Nearly five years ago, the Dodd-Frank Act established the Financial Stability Oversight Council (FSOC) to provide a forum for that nation’s financial regulators to identify and respond to threats to financial stability and to promote regulatory cooperation. In recent years, however, the FSOC has faced a growing barrage of criticism, along with a flurry of ideas that have been held out as improvements. Policymakers on both the left and right have proposed strengthening the FSOC’s transparency and communication, reforming its process for designating large and complex financial institutions as systemically important, and even altering its membership and structure.
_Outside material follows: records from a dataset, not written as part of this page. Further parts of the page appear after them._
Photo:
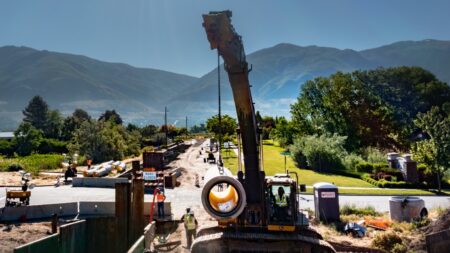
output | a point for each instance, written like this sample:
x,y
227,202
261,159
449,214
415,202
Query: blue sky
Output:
x,y
167,34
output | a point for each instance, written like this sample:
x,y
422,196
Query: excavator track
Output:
x,y
243,242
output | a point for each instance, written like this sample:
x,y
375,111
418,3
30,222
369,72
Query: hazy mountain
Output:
x,y
69,81
279,71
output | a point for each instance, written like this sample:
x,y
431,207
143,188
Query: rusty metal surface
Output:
x,y
223,37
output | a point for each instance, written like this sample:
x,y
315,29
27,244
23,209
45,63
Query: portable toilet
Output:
x,y
326,202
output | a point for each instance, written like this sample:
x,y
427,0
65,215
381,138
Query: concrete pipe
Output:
x,y
90,172
223,196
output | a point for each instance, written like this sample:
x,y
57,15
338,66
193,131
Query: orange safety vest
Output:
x,y
160,198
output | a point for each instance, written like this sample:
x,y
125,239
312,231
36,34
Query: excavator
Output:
x,y
247,206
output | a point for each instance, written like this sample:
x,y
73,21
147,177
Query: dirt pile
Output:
x,y
442,223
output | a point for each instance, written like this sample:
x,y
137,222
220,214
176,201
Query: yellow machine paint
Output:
x,y
224,201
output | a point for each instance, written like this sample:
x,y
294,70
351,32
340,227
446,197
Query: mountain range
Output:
x,y
68,81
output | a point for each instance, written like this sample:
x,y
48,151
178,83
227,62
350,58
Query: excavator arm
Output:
x,y
222,36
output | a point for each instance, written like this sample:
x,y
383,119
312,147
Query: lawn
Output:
x,y
274,163
32,163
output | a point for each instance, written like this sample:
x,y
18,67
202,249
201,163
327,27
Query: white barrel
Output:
x,y
407,208
103,171
223,196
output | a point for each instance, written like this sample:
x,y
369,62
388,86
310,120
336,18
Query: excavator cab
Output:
x,y
282,203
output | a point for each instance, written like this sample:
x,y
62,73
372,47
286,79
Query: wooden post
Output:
x,y
123,204
137,211
55,223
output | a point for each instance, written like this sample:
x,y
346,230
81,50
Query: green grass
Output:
x,y
274,163
33,163
352,209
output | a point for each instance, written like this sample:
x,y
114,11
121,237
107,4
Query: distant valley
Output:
x,y
69,81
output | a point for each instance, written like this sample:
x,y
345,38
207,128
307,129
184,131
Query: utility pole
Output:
x,y
166,129
220,109
187,131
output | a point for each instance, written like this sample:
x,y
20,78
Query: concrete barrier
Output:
x,y
149,236
43,245
99,182
72,237
97,208
167,208
38,212
438,242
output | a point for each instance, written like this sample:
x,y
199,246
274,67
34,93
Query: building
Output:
x,y
6,136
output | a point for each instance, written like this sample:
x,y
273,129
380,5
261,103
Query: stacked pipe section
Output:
x,y
105,168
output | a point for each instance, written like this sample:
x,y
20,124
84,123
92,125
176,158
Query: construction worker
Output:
x,y
160,197
281,204
190,226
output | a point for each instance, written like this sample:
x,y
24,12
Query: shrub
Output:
x,y
352,209
364,167
33,163
298,156
52,146
387,241
14,167
375,155
350,161
323,153
7,147
399,248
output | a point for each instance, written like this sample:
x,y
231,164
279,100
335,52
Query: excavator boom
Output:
x,y
222,36
247,218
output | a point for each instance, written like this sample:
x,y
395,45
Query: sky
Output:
x,y
168,35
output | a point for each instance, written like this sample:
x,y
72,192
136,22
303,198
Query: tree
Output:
x,y
195,129
434,152
81,115
54,125
27,139
284,132
149,130
268,123
322,153
102,141
112,116
73,122
228,126
132,127
373,108
36,113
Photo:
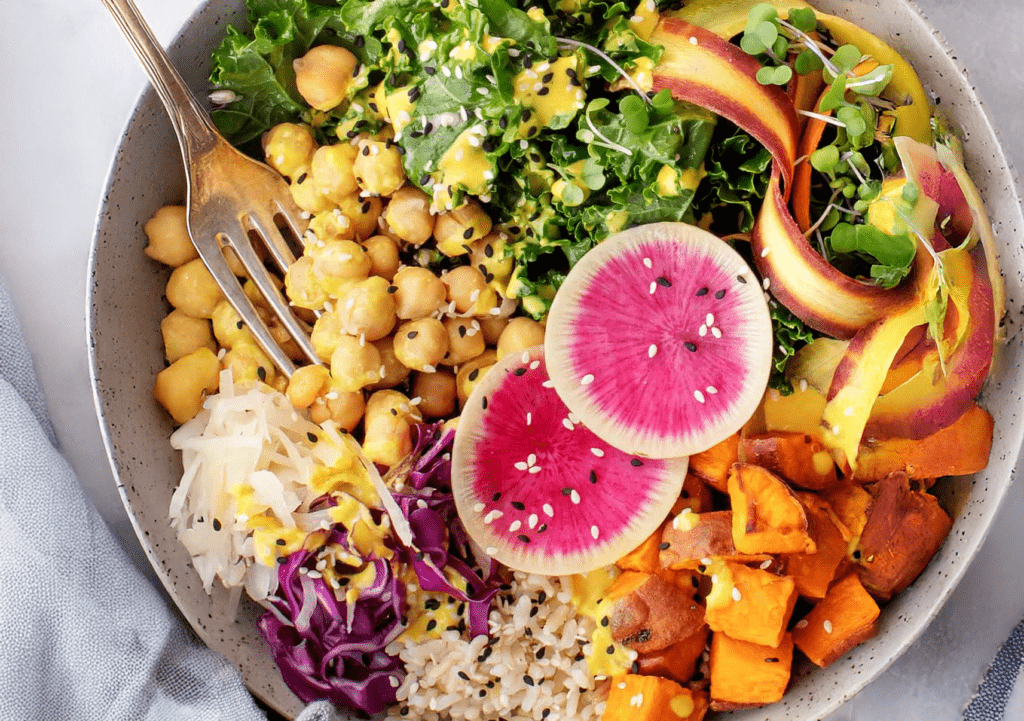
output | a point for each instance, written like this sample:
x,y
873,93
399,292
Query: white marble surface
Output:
x,y
69,81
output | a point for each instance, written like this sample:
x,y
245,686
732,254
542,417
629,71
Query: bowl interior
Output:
x,y
126,305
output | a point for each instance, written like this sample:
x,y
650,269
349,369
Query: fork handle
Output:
x,y
195,129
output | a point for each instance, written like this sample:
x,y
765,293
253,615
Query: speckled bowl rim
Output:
x,y
274,694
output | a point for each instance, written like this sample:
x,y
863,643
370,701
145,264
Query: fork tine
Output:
x,y
261,278
214,260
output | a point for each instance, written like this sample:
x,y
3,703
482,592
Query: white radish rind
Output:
x,y
698,305
544,497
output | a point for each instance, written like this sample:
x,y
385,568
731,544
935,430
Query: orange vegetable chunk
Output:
x,y
904,529
956,450
745,675
636,697
692,540
713,465
800,458
750,604
842,620
814,571
767,516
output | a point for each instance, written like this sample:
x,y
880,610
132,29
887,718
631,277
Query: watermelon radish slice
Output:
x,y
538,491
660,341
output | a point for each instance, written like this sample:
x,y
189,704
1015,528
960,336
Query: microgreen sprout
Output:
x,y
569,42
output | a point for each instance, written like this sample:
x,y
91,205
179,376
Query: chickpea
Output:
x,y
378,167
437,393
302,285
465,341
304,194
354,364
332,171
327,331
468,290
388,429
181,386
472,373
343,407
336,261
183,334
325,75
305,385
168,235
456,229
408,215
249,364
421,344
488,255
419,293
332,224
521,333
363,213
289,149
368,309
492,328
383,254
394,371
193,290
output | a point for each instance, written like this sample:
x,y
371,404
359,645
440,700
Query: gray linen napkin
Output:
x,y
83,635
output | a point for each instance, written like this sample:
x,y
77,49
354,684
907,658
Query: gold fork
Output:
x,y
231,198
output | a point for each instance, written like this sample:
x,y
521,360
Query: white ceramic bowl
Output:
x,y
126,305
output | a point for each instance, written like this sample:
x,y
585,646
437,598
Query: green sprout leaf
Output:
x,y
803,19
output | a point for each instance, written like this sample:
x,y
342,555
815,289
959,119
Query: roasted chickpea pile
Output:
x,y
400,342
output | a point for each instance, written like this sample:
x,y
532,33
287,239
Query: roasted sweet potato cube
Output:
x,y
636,697
767,516
956,450
750,604
904,529
814,571
692,540
744,675
800,458
842,620
648,613
713,465
679,661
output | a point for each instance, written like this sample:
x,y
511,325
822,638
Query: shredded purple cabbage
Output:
x,y
326,659
321,656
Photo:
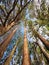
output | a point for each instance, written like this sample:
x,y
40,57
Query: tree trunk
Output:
x,y
5,43
44,51
7,61
26,59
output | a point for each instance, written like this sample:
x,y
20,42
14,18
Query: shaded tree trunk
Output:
x,y
26,59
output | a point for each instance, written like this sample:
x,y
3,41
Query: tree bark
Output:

The FSOC has taken notice. Last October, Treasury Secretary Jack Lew, who also serves as the FSOC’s chairman, said that the FSOC was “committed to improving its effectiveness and engaging with the public…[and would] consider possible changes to its [designations] process.” FSOC staff followed up with a series of panel discussions and actively solicited reform ideas from a wide array of stakeholders, including BPC. FSOC staff are expected to report back to the full council soon with recommendations.
This analysis provides an overview of major FSOC reform ideas. This is not a BPC endorsement of any specific proposal beyond FRRI’s own recommendations, and is not intended to capture every FSOC reform idea ever proposed. Instead, BPC hopes that this document can serve as a useful tool for policymakers, lawmakers, and other analysts to consider, compare, and develop ideas to make FSOC work better.